/bufr-grammar

BUFR (FM94) Grammar -- The repository contains a basic version of a BUFR grammar. The grammar is formulated in ANTLR.

Primary LanguageJavaMIT LicenseMIT

BUFR Grammar

This repository contains a grammar for FM 94 BUFR (Binary universal form for the representation of meteorological data). The specification of the FM 94 BUFR is maintained by WMO in the Manual on Codes.

BUFR Grammar - Introduction

A BUFR is a binary code to encode meteorological data. The BUFR consists of sections. The following picture illustrates the different sections and their content.

BUFR Sections

Section 3 "Data description section" is the blue print for Section 4 "Data section".

Section 3 consists of descriptors. A descriptor contains 3 parts: F (2 bits) X (6 bits) and Y (8 bits).

  • F = 0 is the "element descriptor" which defines a single data item (temperature, pressure, humidity, ...) in Table B

  • F = 1 is the "replication descriptor". In this case X indicates the number of descriptors to be repeated, and Y the total number of replications. For Y = O we call the descriptor "delayed replication descriptor" and the number of replications is encoded in the data section with the so called "delayed descriptor replication factor" e.g. 0 31 000, 0 31 001, ...

  • F = 2 is the "operator descriptor". The operations are described in detail in Table C

  • F = 3 is the "sequence descriptor". A sequence descriptor defines a list of element descriptors, replication descriptors, operator descriptors and/or sequence descriptors. Table D contains all "sequence descriptors".

For the construction of Section 3 with the 4 types of descriptors (element, replication, operator and sequence descriptor) described above certain rules apply. The rules are described in detail in the Manual on Codes starting at regulations 94.1 and following.

BUFR Grammar – Implementation

Looking from a different perspective the rules as a whole can be interpreted as a language. This language is a set of valid sentences, and sentences are composed of phrases and clauses. Hereby a sentence structure follows a grammar. In our case the descriptors represent the phrases and clauses. The following sequence of descriptors is a valid sentence: 3 10 014 2 22 000 2 36 000 1 01 103 0 31 031 0 01 031. The rules for applying and combining the descriptors are our grammar. Additional rules for the replication descriptors are implemented as listener pattern.

The following picture shows a railroad diagram for the parser rule “operator descriptor expr” railroad diagram.

You can find all railroad diagrams of the BUFR grammar in the BUFR grammar.

A basic version of a BUFR grammar is available on here. The grammar is formulated in ANTLR. With the help of the grammar a BUFR template developer can now check her/his template for syntax errors. The BUFR specification is maintained by WMO as a human readable document while a machine readable grammar does not exists. Furthermore no reference implementation of the BUFR specification exists. Therefore a validation of a BUFR decoder/encoder or an BUFR against the specification isn’t easy.

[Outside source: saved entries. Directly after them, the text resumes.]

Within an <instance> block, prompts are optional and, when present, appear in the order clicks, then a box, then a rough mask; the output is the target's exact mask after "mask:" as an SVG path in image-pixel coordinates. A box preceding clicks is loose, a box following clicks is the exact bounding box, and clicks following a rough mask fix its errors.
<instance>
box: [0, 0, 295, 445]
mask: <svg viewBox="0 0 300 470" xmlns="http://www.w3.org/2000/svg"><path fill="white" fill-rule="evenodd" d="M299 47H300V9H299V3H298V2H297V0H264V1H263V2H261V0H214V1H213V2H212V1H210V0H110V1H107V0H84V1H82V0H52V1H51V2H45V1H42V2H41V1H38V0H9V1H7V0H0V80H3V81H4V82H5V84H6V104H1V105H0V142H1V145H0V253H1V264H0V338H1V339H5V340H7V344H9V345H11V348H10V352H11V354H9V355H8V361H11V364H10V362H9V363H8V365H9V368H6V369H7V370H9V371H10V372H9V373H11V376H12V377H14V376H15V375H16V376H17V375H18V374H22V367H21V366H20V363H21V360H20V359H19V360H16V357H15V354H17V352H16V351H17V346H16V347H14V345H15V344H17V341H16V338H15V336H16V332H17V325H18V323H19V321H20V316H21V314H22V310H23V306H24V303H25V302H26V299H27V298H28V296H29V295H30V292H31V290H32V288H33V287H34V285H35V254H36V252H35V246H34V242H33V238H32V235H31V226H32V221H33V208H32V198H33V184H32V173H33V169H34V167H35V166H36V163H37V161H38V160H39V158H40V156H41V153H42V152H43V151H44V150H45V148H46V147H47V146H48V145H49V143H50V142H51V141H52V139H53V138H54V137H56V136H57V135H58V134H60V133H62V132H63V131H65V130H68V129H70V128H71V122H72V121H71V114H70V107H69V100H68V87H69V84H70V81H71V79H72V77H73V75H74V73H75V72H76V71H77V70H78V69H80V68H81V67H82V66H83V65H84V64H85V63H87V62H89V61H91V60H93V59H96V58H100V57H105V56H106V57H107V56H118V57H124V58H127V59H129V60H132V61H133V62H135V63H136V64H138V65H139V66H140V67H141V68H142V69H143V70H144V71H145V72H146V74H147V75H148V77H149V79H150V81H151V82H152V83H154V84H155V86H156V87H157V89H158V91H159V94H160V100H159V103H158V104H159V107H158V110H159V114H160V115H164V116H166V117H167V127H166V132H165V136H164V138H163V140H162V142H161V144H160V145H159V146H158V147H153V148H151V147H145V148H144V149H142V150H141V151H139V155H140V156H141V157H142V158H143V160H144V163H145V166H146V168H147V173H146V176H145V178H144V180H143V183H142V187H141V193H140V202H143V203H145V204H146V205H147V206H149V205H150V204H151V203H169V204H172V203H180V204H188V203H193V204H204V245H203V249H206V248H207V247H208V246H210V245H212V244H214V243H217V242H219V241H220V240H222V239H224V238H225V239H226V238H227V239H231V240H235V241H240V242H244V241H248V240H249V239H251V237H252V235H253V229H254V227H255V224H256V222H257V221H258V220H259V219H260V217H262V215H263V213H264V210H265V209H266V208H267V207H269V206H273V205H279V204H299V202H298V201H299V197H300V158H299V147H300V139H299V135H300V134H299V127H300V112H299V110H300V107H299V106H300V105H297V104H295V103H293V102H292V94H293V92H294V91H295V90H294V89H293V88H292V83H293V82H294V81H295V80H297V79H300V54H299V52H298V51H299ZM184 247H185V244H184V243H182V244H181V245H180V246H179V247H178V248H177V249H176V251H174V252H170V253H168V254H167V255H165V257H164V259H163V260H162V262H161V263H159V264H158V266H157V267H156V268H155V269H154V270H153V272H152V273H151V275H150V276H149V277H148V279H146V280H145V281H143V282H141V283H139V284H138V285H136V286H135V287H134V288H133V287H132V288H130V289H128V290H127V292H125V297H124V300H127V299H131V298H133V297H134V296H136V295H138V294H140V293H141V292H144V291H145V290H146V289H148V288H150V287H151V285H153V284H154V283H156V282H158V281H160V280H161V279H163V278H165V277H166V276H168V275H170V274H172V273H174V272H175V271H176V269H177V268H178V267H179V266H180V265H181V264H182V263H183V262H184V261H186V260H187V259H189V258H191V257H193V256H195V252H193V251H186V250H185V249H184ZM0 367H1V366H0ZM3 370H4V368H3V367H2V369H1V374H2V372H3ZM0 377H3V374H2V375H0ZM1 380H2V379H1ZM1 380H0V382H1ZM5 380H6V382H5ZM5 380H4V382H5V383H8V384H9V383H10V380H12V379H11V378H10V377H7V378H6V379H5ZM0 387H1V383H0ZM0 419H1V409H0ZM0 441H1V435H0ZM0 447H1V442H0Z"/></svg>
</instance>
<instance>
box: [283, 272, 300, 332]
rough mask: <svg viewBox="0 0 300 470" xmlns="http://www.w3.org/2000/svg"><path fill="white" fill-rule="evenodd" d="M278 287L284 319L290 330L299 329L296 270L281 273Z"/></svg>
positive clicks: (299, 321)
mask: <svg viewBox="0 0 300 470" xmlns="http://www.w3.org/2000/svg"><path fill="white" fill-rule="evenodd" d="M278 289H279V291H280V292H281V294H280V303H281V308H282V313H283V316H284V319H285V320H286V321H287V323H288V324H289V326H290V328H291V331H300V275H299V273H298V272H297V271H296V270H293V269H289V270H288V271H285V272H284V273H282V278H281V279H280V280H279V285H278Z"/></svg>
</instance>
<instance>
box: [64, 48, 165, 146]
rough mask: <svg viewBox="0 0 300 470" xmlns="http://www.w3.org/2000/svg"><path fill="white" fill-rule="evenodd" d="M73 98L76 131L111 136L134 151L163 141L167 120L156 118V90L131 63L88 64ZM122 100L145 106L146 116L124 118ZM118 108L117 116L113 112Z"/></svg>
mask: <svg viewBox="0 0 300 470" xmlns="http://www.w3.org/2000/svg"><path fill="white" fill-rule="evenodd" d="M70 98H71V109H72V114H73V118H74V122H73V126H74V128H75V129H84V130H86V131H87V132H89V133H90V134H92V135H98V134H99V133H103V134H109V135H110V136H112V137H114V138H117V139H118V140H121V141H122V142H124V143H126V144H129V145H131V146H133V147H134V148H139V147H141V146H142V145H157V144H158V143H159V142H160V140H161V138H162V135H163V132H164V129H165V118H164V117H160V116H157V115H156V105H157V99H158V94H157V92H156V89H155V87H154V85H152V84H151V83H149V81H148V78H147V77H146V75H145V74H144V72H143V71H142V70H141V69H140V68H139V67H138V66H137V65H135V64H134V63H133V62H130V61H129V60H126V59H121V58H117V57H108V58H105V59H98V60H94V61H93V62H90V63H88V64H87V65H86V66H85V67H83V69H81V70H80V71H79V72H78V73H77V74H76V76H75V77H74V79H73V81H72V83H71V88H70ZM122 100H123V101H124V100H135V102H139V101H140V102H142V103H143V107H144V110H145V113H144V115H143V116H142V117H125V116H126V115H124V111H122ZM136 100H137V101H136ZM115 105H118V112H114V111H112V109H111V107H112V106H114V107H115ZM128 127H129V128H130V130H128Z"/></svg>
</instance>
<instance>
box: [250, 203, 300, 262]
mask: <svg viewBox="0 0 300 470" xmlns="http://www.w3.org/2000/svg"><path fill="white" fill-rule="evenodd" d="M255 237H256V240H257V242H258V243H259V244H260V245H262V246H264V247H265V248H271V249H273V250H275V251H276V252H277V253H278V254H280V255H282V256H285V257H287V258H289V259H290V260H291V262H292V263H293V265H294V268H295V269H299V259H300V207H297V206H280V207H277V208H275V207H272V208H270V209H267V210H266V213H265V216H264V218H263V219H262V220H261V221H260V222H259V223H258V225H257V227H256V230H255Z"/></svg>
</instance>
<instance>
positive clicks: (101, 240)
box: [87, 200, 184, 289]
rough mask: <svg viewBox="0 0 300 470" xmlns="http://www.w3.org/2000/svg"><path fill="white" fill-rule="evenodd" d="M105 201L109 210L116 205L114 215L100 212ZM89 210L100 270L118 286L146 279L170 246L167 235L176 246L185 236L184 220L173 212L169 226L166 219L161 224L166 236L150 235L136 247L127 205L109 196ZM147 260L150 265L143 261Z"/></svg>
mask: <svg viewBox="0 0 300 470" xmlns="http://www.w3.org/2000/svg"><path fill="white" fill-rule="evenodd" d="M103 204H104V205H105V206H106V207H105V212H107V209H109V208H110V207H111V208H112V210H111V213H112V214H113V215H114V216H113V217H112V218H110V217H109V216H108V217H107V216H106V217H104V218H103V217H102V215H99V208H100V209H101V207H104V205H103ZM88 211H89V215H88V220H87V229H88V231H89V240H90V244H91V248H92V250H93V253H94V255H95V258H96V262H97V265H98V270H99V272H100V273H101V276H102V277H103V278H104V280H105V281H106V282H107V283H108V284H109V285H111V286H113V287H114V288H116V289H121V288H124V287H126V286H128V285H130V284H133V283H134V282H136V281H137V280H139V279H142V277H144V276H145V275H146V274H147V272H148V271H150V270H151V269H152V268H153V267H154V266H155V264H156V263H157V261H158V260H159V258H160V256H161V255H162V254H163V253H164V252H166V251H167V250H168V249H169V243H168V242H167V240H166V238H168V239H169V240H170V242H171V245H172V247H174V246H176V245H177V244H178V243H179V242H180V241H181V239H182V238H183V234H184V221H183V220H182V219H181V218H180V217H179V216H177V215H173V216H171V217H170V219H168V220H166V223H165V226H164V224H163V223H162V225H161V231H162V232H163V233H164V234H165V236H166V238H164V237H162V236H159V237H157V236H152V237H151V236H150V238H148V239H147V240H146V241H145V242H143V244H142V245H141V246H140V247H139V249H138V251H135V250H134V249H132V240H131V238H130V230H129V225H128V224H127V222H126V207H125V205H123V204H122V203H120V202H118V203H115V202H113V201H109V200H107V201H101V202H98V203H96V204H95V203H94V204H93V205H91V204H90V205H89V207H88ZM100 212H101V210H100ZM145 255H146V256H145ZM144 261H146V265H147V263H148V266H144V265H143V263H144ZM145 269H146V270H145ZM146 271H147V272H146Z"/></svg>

This step could be simplified with a grammar.

Note: You can find the grammar in BNF1-style convention for the Java programming language on Oracle website or in antlr-style on github 1 Backus-Naur-Form.

Usage

The project uses gradle as a build tool. The project comes with a gradle wrapper. In case you consider to create an own gradle wrapper please you a recent gradle version (5.x or higher) installation and keep in mind that JDK 13 requires a gradle version 6.x.

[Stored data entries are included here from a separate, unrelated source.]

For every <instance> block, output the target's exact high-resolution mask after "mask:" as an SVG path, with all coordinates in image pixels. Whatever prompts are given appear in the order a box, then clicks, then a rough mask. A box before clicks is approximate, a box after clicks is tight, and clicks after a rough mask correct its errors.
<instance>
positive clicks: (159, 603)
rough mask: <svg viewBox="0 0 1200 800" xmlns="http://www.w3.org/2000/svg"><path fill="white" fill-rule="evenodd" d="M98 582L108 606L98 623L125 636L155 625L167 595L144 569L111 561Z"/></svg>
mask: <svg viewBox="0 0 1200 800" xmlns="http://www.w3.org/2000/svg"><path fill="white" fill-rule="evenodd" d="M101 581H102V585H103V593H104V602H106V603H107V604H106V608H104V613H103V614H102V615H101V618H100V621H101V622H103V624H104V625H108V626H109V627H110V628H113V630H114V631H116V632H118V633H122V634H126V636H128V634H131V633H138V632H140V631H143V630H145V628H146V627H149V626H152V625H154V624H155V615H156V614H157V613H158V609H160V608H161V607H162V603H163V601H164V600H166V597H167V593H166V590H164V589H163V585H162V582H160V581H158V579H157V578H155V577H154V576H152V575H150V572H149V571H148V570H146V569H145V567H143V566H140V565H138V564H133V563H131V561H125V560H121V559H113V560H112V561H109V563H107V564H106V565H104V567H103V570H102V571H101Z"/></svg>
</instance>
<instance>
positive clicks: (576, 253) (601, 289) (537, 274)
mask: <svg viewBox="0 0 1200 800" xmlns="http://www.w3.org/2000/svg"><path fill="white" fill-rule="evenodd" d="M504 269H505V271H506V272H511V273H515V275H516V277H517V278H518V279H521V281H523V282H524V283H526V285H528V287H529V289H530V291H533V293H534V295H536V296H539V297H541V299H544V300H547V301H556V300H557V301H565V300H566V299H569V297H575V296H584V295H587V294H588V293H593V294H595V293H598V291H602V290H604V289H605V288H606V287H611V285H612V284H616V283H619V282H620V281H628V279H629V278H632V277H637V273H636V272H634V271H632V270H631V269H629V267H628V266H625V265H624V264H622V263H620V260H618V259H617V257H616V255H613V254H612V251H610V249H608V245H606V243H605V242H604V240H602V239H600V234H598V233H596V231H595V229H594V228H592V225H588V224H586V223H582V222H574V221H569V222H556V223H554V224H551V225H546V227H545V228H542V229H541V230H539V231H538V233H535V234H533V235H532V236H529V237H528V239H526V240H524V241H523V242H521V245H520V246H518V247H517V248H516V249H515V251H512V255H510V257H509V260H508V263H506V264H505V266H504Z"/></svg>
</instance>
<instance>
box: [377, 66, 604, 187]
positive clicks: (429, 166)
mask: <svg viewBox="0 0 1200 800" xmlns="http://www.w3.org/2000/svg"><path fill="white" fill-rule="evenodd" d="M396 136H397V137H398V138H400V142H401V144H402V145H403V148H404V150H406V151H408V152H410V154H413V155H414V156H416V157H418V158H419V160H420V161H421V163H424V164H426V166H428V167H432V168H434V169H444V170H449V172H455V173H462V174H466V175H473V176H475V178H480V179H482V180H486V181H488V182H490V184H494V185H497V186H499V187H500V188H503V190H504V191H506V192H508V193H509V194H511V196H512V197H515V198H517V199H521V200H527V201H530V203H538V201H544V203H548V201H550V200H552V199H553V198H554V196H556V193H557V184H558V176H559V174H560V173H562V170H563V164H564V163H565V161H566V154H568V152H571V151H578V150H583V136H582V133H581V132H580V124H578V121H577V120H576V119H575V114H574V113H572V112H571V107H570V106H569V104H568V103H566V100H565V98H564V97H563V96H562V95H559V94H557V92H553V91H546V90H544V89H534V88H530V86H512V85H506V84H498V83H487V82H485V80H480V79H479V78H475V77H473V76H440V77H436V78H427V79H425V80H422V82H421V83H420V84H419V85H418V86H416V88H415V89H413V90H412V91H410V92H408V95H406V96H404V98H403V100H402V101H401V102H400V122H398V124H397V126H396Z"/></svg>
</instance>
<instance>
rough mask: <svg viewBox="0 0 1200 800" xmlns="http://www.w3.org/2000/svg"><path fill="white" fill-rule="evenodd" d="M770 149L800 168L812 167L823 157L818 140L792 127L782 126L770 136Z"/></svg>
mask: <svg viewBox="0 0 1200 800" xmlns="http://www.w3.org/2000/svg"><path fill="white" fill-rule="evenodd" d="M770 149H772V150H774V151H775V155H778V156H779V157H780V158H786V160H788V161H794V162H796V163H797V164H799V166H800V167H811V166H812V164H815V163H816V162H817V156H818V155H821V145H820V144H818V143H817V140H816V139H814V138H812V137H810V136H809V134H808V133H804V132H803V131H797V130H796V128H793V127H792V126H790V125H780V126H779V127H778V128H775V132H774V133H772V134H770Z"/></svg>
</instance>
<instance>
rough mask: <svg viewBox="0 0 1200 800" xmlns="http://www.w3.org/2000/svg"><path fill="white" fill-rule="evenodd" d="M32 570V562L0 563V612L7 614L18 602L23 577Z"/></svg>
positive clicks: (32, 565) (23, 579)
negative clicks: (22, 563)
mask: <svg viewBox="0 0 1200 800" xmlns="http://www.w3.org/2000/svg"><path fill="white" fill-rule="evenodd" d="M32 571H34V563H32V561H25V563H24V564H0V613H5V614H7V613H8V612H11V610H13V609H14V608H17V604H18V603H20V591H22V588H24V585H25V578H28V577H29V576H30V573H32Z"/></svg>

Requirements: You need a recent java installation (JDK 8 or higher)

javac -version

Clone this repository:

git clone https://github.com/mheene/bufr-grammar.git

or download it as a zip-archive

wget https://github.com/mheene/bufr-grammar/archive/master.zip

Build the project as a standalone jar:

cd bufr-grammar
./gradlew jar

The jar file contains all dependencies. You will find the jar in the directory /build/libs

Check the file 301003.txt with the BUFR grammar and the additional replication descriptor checks:

java -jar build/libs/counter-0.0.1.jar material/valid/301003.txt

Use ANTLRs test rig (grun) to check a file against the grammar and visualize the parse tree:

./gradlew grun -PinputFile=material/valid/301003.txt

Verify all WMO sequences (Table D) against the grammar (including additional replication descriptor checks) and some additional test cases.

./gradlew test

Presentation and poster

An motivation and introduction including examples to the BUFR grammar is available as a powerpoint talk. The poster is available as pdf and a powerpoint.